Started July 5, 2025
Completed
Real-Time SKU Leaderboard
Built a low-latency leaderboard for top-clicked SKUs using Flink, Redis, and Iceberg.
Apache Flink Redis Iceberg Streaming Kafka
Overview
Built a real-time SKU leaderboard for e-commerce marketing dashboards. Events were ingested via Kafka, processed with Apache Flink for sliding-window aggregations, and surfaced via Redis for low-latency querying.
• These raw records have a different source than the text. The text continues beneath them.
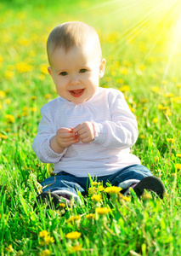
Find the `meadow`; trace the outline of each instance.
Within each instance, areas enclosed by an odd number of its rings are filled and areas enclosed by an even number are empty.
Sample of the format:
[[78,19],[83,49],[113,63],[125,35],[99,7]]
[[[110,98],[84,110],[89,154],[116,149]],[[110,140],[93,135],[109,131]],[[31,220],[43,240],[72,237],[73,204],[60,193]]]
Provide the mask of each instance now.
[[[0,1],[0,255],[181,254],[180,9],[176,0]],[[54,170],[31,148],[42,106],[58,96],[46,41],[75,20],[99,33],[100,86],[124,93],[139,130],[132,152],[163,181],[163,200],[92,183],[82,206],[33,210]]]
Iceberg was used to store hourly snapshots for audit and replay.
It demonstrates:
- Real-time stream aggregation
- Sliding window logic in Flink
- Low-latency read layer via Redis
- Iceberg for append-only analytics
Architecture
- Kafka ingests clickstream events
- Apache Flink performs real-time aggregation
- Redis stores hot leaderboard counts
- Iceberg stores durable historical snapshots
- Airflow handles periodic TTL cleanup and exports
Status
System was deployed as a prototype and delivered real-time metrics within 1–2 seconds of ingest.
Challenges
- Sliding window alignment across Flink job restarts
- Memory tuning Redis to avoid eviction under burst
- Backpressure in Kafka during simulated traffic spikes
Lessons Learned
- Always simulate burst load before go-live
- Use state TTL and lazy expiration in Redis for leaderboard rollups
- Flink watermarking config affects latency under clock skew
Related Services
- Real-time analytics dashboards
- Event-driven architecture
- Redis-based low-latency APIs
- Stream-to-lake architecture using Iceberg
Recent Activity
Optimized Flink job by tuning watermark lag and operator parallelism; latency dropped to 800ms P95.
Deployed Redis-backed real-time leaderboard using Flink sliding window aggregates.